They Are Testing Women Again

The IOC’s decision to ban trans women and introduce genetic testing marks a return to sex testing in sport. This article challenges the policy and its impact on trans and…

The International Olympic Committee has announced that transgender women will be excluded from women’s events from the 2028 Olympic Games in Los Angeles, using a one-time genetic test for the SRY gene to determine eligibility. This policy is being presented as scientific and fair. It is not. It is a continuation of a long history of controlling and excluding women whose bodies do not fit a narrow idea of what a woman should be.

The Olympics has done this before. From 1968 until 1998, women were subjected to sex testing in order to compete. These tests were widely criticised, often inaccurate, and caused real harm. They excluded women.

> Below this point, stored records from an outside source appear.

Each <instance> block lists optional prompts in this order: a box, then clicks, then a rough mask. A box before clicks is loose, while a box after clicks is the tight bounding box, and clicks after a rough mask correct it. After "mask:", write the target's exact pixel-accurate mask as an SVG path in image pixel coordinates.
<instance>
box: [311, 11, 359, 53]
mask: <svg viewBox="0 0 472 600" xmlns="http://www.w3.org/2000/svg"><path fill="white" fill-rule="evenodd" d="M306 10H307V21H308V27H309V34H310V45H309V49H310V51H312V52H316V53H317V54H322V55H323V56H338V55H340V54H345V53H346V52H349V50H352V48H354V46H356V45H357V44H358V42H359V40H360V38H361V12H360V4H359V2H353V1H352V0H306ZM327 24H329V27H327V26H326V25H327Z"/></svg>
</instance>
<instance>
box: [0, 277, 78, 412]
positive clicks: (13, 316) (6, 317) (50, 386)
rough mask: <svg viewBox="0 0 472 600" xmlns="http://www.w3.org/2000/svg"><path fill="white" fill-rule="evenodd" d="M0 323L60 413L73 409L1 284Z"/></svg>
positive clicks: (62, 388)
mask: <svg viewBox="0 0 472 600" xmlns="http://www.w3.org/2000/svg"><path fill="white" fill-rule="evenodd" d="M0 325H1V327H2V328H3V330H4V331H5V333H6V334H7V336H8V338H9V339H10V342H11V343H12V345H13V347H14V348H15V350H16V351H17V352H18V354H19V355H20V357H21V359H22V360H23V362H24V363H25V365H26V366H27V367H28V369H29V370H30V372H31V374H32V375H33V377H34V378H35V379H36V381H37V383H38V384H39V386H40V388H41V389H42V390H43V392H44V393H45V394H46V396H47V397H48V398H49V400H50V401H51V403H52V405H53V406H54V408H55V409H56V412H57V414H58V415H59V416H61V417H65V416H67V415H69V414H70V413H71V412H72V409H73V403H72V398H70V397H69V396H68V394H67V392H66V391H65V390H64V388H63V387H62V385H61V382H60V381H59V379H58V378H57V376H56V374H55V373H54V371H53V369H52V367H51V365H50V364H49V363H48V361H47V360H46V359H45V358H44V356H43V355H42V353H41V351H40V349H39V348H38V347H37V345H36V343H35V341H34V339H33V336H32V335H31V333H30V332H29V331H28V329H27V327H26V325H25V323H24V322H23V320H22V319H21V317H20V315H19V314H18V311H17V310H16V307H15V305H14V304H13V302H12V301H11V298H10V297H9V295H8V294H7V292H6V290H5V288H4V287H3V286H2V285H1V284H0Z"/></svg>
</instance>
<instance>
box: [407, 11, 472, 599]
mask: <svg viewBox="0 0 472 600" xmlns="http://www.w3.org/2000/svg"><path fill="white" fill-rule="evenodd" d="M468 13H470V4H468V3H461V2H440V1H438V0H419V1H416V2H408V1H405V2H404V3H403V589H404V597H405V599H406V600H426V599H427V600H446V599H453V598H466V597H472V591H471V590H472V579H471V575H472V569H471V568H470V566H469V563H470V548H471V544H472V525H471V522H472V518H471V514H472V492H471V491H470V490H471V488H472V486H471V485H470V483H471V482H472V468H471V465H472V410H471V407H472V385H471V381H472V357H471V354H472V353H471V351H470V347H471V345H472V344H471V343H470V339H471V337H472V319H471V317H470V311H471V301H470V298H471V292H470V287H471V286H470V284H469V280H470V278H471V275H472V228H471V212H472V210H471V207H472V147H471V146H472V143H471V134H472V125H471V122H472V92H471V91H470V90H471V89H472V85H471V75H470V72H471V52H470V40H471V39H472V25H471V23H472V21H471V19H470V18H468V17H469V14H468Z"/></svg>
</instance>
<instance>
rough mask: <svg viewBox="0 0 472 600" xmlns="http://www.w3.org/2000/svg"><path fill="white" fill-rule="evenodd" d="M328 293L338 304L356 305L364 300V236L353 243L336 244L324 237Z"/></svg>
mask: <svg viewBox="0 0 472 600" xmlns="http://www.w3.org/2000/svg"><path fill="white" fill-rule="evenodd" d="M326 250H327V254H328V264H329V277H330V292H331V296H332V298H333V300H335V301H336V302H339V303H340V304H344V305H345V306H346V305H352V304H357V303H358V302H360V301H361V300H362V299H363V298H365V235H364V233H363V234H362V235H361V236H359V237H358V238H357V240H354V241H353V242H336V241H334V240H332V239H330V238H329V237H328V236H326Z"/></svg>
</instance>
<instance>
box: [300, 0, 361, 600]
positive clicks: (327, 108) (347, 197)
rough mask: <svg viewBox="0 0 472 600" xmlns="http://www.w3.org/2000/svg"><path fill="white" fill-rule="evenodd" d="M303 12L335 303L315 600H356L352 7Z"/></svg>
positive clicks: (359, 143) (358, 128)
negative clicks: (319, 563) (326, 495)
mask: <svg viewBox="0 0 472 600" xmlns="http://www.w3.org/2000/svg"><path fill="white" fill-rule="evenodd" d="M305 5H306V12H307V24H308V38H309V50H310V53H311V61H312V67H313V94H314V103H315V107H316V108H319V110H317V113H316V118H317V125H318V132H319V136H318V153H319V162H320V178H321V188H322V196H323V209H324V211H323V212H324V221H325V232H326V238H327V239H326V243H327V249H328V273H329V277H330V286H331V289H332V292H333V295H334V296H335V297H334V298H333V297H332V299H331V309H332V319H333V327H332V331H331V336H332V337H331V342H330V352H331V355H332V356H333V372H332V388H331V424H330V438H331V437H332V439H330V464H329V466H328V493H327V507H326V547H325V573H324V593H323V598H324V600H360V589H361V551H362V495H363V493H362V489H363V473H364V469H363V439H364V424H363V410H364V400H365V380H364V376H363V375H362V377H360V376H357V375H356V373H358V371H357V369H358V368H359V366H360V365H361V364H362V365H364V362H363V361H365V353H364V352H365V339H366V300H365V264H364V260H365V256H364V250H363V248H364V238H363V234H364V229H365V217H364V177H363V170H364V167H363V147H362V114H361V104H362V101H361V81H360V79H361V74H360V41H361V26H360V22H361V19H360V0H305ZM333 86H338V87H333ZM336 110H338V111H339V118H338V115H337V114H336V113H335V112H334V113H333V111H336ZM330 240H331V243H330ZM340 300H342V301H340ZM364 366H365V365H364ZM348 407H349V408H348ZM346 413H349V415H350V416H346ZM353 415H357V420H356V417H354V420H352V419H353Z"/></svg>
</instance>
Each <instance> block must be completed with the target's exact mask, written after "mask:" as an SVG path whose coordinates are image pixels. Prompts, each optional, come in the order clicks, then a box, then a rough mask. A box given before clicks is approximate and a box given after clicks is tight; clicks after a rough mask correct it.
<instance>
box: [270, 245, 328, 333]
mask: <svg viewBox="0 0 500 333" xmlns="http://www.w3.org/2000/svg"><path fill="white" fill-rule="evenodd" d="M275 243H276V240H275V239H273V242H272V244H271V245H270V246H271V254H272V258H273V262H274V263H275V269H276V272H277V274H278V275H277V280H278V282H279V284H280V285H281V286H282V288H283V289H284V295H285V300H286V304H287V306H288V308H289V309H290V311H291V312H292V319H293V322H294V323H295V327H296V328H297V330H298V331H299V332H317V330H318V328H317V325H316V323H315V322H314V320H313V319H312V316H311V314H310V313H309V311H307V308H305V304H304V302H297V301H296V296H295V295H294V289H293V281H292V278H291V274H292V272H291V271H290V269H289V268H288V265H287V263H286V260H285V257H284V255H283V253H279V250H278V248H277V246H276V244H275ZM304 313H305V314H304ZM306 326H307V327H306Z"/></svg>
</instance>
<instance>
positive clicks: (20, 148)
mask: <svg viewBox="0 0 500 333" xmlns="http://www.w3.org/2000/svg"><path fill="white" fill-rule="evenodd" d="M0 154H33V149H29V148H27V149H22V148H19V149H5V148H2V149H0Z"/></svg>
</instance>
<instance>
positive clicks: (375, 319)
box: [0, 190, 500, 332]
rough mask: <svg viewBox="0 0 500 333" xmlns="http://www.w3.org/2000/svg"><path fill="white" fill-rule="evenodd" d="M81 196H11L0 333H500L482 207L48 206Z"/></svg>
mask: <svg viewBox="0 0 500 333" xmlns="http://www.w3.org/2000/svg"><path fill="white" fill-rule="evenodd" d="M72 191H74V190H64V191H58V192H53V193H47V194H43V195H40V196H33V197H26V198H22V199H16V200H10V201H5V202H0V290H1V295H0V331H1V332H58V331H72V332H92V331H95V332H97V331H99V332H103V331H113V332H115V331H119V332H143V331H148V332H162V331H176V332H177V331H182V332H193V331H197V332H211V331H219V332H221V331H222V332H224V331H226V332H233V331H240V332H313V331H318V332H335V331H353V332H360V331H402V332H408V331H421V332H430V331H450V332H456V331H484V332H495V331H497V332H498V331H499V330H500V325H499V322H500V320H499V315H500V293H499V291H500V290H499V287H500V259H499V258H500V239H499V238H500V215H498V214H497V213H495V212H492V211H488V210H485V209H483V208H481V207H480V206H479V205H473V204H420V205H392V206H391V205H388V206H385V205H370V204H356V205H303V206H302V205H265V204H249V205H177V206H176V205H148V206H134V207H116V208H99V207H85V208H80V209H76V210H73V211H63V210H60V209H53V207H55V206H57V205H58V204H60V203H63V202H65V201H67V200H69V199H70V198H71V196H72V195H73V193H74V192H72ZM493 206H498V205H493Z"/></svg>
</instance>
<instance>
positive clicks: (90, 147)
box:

At the 1996 Olympic Games, genetic testing identified women who carried the SRY gene. These were athletes who had lived, trained, and competed as women. They were not cheating. They were not hiding anything. The problem was not their bodies. The issue was the attempt to reduce sex to a test that could not account for human variation.

This is the same logic being brought back now. Intersex women have always been caught in this system. Women have been excluded because they were considered not feminine enough, too strong, too different. This has never been applied equally. Black and racialised women have been disproportionately targeted, their bodies scrutinised and questioned in ways that reflect deeply embedded ideas about who is allowed to be recognised as a woman.

What is being introduced now will not remain limited to a small number of athletes. It creates a framework where women’s bodies can be tested and judged against a fixed standard. It reinforces the idea that eligibility must be proven. That femininity can be defined by men.

There is no evidence that trans women have created a crisis in elite sport. There is no wave of domination that justifies this level of intervention. What exists instead is sustained political pressure, particularly in the United States, where trans athletes have been targeted through legislation and public debate. With the 2028 Olympic Games set for Los Angeles, the IOC has chosen to align itself with that environment rather than challenge it.

Intersex athletes are once again being treated as collateral. Women with natural variations in sex characteristics are being told that their bodies disqualify them. This is about enforcing a narrow definition of womanhood and excluding those who do not fit it.

Socialist feminists have long argued that liberation is collective, not conditional. There is no feminism that excludes trans and intersex women and still claims to stand for equality. At this moment, socialist feminists stand in solidarity with trans and intersex women, recognising that the policing of bodies in sport is part of a wider patriarchal capitalist system that seeks to control who belongs and who does not.

Sport does not need more more surveillance of women’s bodies. It does not need rules that pretend biology is simple when it is not.

Trans women are women. Intersex women are women. We have always been part of sport. Excluding us does not protect women’s sport. It narrows it.

This is a return to a system that has already been shown to be harmful, inaccurate, and discriminatory. It should be understood in that context and challenged accordingly.